Genworth Financial (GNW) Could Double - Barron's

March 11, 2013 8:52 AM EDT
Shares of Genworth Financial (NYSE: GNW) are sharply higher in pre-open trading Monday following a bullish Barron's piece this weekend suggesting the stock price could double.

The periodical said the resurgence of the U.S. mortgage market provides the company with its best opportunity to grow in years. In addition to bullish housing stats, the Federal Housing Administration (FHA) - which has controlled up to 75% of the mortgage insurance market - is pulling back. In a statement last week, the head of the government agency that overseas the FHA said they wanted "to encourage private capital back into the market."

Genworth is currently ranked 4th in the mortgage-insurance market behind MGIC Investment (NYSE: MTG) and Radian Group's (NYSE: RDN) Radian Guaranty unit. Mortgage-insurance production at Genworth was up 9% in the fourth quarter and the company expects the unit to return to profitability.
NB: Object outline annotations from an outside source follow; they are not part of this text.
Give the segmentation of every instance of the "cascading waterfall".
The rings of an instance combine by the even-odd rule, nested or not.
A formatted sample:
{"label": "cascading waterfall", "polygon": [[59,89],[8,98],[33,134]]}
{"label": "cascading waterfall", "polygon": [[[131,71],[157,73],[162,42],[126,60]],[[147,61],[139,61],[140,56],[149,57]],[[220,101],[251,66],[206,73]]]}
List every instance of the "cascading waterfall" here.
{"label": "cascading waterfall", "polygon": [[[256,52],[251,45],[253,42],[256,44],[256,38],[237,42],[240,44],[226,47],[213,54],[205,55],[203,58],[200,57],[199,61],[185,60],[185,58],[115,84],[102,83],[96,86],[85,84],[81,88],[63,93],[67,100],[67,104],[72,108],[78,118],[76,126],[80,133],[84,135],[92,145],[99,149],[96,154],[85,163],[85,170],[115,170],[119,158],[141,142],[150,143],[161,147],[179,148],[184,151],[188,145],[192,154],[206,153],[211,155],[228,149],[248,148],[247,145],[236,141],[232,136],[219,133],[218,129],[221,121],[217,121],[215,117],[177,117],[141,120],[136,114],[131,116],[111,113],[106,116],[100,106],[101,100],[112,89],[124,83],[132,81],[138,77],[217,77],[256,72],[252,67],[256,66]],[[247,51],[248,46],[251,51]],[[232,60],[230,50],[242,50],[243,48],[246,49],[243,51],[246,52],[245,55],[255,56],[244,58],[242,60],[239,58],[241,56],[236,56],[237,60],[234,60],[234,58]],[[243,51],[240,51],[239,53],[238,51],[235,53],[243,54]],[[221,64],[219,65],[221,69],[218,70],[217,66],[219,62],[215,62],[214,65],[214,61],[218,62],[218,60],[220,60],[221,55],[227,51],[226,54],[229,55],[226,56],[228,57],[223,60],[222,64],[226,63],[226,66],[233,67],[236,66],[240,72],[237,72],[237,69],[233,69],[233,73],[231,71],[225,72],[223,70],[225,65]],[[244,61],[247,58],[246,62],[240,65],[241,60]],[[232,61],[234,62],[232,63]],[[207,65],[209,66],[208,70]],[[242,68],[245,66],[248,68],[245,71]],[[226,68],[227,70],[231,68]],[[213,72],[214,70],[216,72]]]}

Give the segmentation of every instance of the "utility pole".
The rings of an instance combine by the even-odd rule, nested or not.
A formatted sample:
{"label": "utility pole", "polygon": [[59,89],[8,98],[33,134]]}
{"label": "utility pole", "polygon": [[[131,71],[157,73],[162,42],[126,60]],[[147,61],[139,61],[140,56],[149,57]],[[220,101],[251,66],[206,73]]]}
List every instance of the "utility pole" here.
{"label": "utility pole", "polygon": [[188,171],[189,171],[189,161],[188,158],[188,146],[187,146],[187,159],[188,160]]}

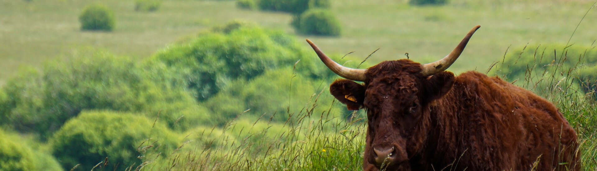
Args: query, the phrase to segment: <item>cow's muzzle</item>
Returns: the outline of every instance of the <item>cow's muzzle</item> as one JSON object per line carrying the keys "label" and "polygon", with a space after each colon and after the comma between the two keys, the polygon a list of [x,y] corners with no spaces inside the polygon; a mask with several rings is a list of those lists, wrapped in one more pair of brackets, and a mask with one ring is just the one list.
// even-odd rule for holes
{"label": "cow's muzzle", "polygon": [[396,148],[393,146],[388,148],[374,148],[373,151],[373,159],[378,167],[387,167],[393,164],[396,160]]}

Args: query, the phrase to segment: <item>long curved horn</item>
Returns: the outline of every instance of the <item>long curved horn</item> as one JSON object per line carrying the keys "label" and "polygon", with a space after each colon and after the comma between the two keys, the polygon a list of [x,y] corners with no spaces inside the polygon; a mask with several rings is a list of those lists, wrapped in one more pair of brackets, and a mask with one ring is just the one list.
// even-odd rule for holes
{"label": "long curved horn", "polygon": [[315,44],[313,44],[311,41],[307,39],[307,42],[311,45],[313,50],[315,51],[317,53],[317,56],[319,57],[319,59],[321,59],[321,62],[323,62],[325,66],[327,66],[330,70],[331,70],[340,75],[340,77],[344,77],[348,80],[356,81],[365,81],[367,77],[365,77],[365,72],[367,71],[367,69],[353,69],[348,67],[342,66],[341,65],[338,64],[331,59],[330,59],[325,54],[324,54]]}
{"label": "long curved horn", "polygon": [[470,39],[470,37],[473,36],[473,33],[477,30],[481,26],[476,26],[473,28],[469,33],[464,36],[464,38],[460,41],[460,44],[458,44],[456,47],[450,53],[448,56],[444,57],[441,60],[436,61],[433,63],[429,63],[427,64],[423,65],[423,71],[421,71],[421,74],[423,76],[427,77],[431,76],[433,74],[438,74],[440,72],[445,71],[454,63],[454,62],[458,59],[458,56],[460,56],[460,54],[462,53],[462,51],[464,50],[464,47],[466,47],[466,44],[469,42],[469,40]]}

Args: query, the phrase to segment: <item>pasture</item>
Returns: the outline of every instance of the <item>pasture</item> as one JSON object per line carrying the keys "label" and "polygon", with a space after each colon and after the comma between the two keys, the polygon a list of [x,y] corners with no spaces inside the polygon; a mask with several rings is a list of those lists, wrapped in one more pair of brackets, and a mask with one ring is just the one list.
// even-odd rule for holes
{"label": "pasture", "polygon": [[[237,1],[136,1],[0,0],[0,170],[358,170],[366,112],[330,94],[340,77],[304,39],[363,68],[407,53],[435,61],[478,25],[448,71],[553,103],[583,170],[597,169],[595,1],[330,0],[340,36],[297,33],[292,14]],[[97,4],[115,28],[81,30]]]}
{"label": "pasture", "polygon": [[[113,32],[81,31],[78,16],[97,1],[0,1],[0,85],[19,66],[39,68],[73,49],[93,47],[118,55],[146,58],[181,37],[233,19],[294,33],[290,14],[240,10],[235,1],[163,1],[154,13],[136,11],[134,1],[101,1],[117,18]],[[342,24],[338,38],[310,38],[328,53],[364,58],[380,48],[373,62],[405,57],[430,62],[445,56],[471,27],[481,25],[451,71],[485,69],[509,47],[531,44],[565,44],[593,2],[588,0],[453,0],[438,7],[413,7],[405,1],[332,1]],[[571,42],[597,39],[589,13]],[[307,46],[306,44],[304,46]],[[481,69],[482,70],[482,69]]]}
Despite a sharp rebound in the stock, at $9.65, Genworth trade at just 0.3 times book value, Barron's notes. P/E is 8x 2013 earnings estimates versus a P/E between 12-18 times forward earnings before the financial crisis. Given expected EPS of $1.45 in 2014, it could be argued that the stock could trade at $17.40-$26.10 based on these multiples. David Marcus, co-founder of Evermore Global Advisors, is more conservative and pegs the value of GNW at $18 per share or more.